By the late 80’s the shine had worn off and the motel had become a den of prostitution and criminal activity. The sign still shone its bright sickly pink hue over the rain-slicked streets on summer evenings for years to come as the building continued to deteriorate beneath it.

My 11th grade teacher once made the class made read and analyse a fictional book called ‘A Night at the Pink Poodle’. It was about the Gold Coast, its tacky superficial materialism and how chasing it all may eventually leave you feeling like a big fat phoney. Near the end of the book the protagonist, a wildly successful High-rise Apartment Salesman, spends a night at the latter incarnation of the hotel after fucking up his life by questioning its validity. He has some kind of spiritual epiphany while he sits in the faded, stained, dated interior of his room listening to only the passing traffic on the highway and in the hallway.

In 2004 they tore the faded motel down. The sign remains. Next to a Hooters.

I regret never going inside and taking a few photos. When it was in its final form. I regret this now. Then it never really crossed my mind.
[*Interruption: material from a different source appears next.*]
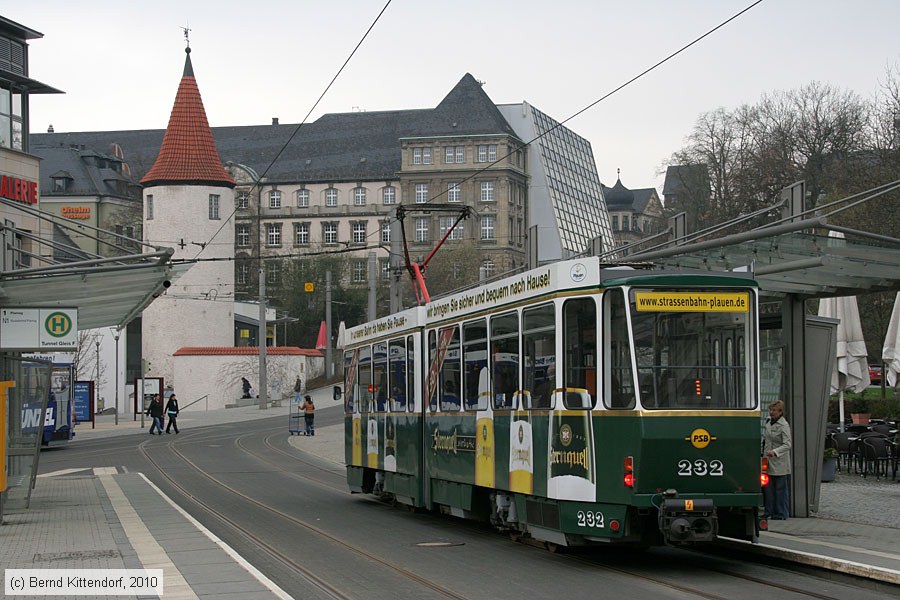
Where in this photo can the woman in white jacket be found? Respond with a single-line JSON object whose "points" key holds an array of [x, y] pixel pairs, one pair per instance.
{"points": [[777, 449]]}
There were a similar motels in Palm Beach. There were actually dozens of similar motels up and down the Gold Coast Highway. Many have been knocked down. Some are still running. Others fell into gradual disrepair.

I remember walking past one that was near my house when I was 18 or so. A man called out asking for a light from a darkened door frame. I went up a flight of stairs to this strangers door and gave him my lighter. He pulled out a filthy pipe and had a cook right there on the balcony. He offered me some. I said no thanks and went on my way.

I’m finding something in them as the coastline becomes increasingly gentrified. They’ve become fewer and further between. So I’m trying to get a few shots whenever I see the chance. They have something you cant make.